Families USA and the Pharmaceutical Research and Manufacturers of America (PhRMA) are joining forces to launch a multi-million lobbying campaign to convince Congress to increase Medicaid eligibility to 133% of the federal poverty level, offer income-adjusted subsidies, prevent insurers in the individual market for denying coverage to Americans with pre-existing conditions, and cap out-of-pocket expenses.
PhRMA may be exploiting the coalition to curry favor with the public and fend-off proposals for a new public health care plan, but proposals that expand affordable coverage to the neediest Americans should not be vetoed just because they bolster the profits of private industry.

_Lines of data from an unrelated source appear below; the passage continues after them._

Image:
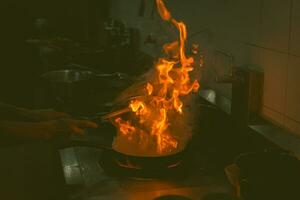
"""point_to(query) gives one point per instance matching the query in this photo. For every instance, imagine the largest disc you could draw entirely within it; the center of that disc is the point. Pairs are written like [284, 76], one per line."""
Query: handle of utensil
[115, 114]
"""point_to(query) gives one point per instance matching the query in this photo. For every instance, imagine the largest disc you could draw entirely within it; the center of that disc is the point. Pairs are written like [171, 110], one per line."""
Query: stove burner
[172, 197]
[124, 168]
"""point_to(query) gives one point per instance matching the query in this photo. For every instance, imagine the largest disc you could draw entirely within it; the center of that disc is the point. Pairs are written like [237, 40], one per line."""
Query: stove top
[192, 179]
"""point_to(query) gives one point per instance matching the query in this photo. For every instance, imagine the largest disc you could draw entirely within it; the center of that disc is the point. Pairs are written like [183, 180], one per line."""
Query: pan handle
[62, 142]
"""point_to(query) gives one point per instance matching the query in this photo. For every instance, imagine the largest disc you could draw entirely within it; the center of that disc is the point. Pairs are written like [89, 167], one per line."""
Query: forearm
[10, 112]
[18, 129]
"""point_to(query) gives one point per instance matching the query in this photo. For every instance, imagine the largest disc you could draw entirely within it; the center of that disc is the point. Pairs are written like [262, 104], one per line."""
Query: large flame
[161, 100]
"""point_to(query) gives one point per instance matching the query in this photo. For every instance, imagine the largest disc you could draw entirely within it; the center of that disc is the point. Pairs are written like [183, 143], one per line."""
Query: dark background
[20, 66]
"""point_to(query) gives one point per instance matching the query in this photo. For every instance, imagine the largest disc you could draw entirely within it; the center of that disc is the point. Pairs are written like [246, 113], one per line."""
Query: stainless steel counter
[82, 170]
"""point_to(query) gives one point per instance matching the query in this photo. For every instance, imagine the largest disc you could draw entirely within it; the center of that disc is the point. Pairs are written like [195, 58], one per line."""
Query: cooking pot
[122, 164]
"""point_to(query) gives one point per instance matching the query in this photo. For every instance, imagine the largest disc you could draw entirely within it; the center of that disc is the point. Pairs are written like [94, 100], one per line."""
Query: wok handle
[62, 142]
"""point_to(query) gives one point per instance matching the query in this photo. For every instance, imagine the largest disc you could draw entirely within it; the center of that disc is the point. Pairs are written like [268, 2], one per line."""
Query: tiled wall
[265, 33]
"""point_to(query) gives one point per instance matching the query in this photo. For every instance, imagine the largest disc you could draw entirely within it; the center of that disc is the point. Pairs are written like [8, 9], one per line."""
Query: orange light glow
[155, 110]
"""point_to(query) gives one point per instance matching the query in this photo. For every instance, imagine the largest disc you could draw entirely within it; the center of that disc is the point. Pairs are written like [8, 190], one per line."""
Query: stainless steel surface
[67, 76]
[216, 99]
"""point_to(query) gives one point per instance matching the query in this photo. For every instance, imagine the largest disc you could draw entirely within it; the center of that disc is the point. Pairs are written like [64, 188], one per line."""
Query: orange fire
[162, 96]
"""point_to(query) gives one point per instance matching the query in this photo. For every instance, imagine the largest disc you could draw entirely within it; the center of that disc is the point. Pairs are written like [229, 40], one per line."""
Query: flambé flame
[155, 109]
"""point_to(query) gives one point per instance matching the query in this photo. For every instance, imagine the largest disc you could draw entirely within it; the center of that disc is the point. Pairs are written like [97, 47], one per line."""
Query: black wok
[120, 163]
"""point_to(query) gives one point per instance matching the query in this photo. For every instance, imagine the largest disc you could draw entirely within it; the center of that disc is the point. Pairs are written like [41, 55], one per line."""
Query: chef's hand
[45, 115]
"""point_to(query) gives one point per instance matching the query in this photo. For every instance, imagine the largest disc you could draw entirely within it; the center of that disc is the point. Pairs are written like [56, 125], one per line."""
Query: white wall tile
[240, 20]
[293, 89]
[295, 31]
[274, 65]
[275, 24]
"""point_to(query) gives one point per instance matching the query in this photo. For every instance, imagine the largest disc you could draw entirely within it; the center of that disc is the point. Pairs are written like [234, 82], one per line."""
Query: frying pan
[120, 163]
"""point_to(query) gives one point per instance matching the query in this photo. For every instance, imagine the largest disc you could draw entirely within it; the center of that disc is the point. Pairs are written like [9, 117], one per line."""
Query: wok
[120, 163]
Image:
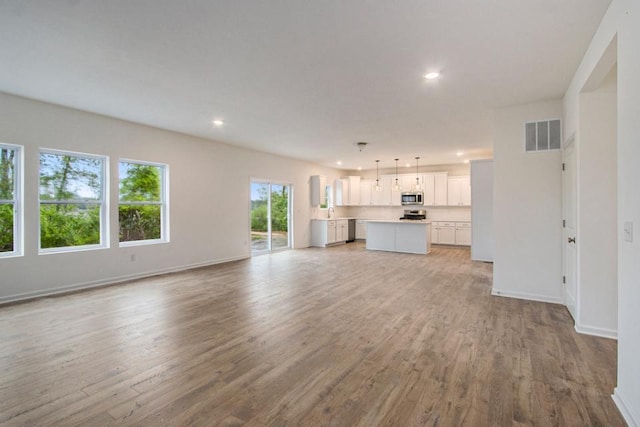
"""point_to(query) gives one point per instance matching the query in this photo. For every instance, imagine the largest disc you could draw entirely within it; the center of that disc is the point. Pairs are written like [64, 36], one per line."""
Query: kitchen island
[399, 236]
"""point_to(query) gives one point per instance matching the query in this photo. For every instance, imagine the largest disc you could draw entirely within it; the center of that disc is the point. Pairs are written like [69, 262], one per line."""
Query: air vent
[542, 136]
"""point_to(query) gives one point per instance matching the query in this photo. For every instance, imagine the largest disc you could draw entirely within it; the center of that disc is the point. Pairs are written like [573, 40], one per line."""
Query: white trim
[112, 281]
[597, 332]
[527, 296]
[624, 408]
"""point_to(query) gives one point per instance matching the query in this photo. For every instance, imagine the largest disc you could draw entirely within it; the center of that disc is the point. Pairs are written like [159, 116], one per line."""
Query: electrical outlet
[627, 231]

In fact, as Families USA President Ron Pollack pointed out during a recent interview with ThinkProgress, having industry stakeholders “engage in a way that is designed to enable… [reform] to take place in a way that fits their business model, but yet helps people who are currently shut out of the healtchare system — I think that’s a step in the right direction.”
The direction may be right but it’s unclear how this early cooperation bodes for comprehensive health care reform. In fact, Big Pharma, like the insurance industry, is willing to support government intervention that bolsters its bottom line. In this case, rather than lowering drug prices — in fact, “the prices of a dozen top-selling drugs increased by double digits in the first quarter from a year earlier” and Americans are still paying some of the highest prices in the world — the industry is urging the government to subsidize PhRMA products for Americans who can’t otherwise afford them.
It’s a sweet deal for the industry and lower-income Americans, but it doesn’t exactly demonstrate the stakeholder’s commitment to “shared responsibility.”